XHTML 1.1 totally removes width attribute from <pre>. HTML 4.01 and XHTML 1.0 list it as deprecated.
That you can "hide"/"scroll" poorly formatted <pre> seems to miss the point of the tag. <pre> requires appropriate preset line breaks or will overflow. Changing "width" affects little/nothing (in example discussed above).
drbrain:
If you can provide a link that says different please post it.
CSS Validator for pre { width: <length> } [jigsaw.w3.org]
From CSS2's 'width' property [w3.org]:
'width'
Applies to: all elements but non-replaced inline elements, table rows, and row groups
The default CSS for pre is:
pre {
display: block;
white-space: pre;
}
Which is none of the exceptions for width.
Oh, please read about the 'overflow' property [w3.org].
I wandered some more through w3c (your links and others) and re-read the Moz html.css and I was so busy being right I was wrong.

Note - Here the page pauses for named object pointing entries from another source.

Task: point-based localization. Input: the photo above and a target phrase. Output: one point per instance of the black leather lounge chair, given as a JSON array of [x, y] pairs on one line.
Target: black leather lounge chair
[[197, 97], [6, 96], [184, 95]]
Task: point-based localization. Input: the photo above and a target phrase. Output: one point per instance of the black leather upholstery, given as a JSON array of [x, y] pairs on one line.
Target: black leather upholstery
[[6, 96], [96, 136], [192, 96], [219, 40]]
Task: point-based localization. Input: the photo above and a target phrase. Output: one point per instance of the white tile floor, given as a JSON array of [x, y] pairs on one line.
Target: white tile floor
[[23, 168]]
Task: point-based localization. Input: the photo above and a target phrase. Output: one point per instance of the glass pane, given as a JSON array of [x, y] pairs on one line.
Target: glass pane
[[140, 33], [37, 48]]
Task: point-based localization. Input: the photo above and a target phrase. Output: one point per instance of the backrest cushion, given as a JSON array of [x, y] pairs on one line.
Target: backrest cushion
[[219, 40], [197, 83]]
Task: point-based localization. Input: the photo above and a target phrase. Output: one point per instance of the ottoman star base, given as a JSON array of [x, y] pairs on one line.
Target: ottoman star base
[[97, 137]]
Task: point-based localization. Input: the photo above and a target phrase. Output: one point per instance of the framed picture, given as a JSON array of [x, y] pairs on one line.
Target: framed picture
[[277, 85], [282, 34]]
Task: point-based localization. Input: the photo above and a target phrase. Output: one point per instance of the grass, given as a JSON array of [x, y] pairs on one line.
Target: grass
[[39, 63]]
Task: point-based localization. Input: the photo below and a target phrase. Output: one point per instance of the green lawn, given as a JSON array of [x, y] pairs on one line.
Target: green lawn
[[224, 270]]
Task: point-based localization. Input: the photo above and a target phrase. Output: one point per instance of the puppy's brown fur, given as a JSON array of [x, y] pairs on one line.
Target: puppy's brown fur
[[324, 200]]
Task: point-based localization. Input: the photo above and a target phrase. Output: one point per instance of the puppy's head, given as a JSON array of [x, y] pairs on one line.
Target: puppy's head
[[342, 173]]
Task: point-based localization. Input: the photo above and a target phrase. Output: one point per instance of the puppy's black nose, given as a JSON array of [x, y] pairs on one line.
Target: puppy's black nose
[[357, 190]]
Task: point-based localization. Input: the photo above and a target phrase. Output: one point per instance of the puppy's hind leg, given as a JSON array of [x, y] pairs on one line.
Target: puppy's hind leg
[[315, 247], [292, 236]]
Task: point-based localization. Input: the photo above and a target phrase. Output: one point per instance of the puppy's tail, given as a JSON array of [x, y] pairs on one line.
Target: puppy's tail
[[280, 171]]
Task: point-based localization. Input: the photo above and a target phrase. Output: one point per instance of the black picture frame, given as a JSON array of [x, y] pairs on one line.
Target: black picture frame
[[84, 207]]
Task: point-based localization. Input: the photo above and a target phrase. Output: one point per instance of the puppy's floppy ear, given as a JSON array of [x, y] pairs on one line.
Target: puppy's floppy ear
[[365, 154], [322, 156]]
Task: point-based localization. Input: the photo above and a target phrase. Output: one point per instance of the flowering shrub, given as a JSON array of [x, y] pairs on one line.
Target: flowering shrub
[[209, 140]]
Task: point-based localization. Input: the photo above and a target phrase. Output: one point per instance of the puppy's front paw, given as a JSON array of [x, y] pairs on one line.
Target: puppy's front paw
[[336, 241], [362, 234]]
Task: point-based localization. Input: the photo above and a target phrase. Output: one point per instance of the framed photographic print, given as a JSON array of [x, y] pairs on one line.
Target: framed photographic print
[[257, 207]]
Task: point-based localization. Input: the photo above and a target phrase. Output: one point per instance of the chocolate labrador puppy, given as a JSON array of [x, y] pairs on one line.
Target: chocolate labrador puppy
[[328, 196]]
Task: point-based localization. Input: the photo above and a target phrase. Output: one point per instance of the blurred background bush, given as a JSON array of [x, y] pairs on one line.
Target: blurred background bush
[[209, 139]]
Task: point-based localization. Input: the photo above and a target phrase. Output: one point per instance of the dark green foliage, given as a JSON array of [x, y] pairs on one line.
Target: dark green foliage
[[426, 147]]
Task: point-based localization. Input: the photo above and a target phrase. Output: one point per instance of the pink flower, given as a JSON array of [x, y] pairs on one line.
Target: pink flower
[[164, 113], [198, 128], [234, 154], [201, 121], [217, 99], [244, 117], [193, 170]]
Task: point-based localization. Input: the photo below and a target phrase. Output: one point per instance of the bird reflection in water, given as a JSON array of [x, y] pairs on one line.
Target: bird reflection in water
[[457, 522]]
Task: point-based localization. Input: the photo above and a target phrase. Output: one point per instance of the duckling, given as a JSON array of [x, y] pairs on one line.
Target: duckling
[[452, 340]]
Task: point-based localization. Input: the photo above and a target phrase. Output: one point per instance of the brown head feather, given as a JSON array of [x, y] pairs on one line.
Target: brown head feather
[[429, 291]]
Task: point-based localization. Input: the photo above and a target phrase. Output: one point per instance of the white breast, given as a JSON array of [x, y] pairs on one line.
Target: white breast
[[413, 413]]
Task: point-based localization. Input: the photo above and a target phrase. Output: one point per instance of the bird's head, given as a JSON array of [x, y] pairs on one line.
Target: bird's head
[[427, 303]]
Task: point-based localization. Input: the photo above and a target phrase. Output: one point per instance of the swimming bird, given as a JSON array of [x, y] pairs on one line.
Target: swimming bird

The one small (but important) point I still disagree with you is how best to solve the line length overflowing the div (the problem that is the point of the thread):
<pre> being default {whitespace: pre;} - that is after all the point of <pre> - all line breaks and spaces are rendered exactly as they appear in the HTML except that a newline immediately after the start tag <pre> and/or immediately before the end tag </pre> is discarded.
Therefore the designer is responsible for formatting the fit: i.e. writing the <pre> content in the HTML to be fully visible within the containing div.
Or, as you say, adding overflow: auto/hidden/scroll; (personally I think this renders the purpose of <pre> pointless as the look desired is not readily viewable).
zyph:
I hope you learned something that helps from this thrashing about. I did.
Now that I've read your answers, I can of course see that's it is perfectly logical why it overflows.
As I don't want scrollbars, I just preformatted the text and extended the width for my box a little.
Note:
I'm from Denmark, and I must say that the level here higher than any danish forum I have ever seen.
Not only the level of all your skills, but how you write polite and such.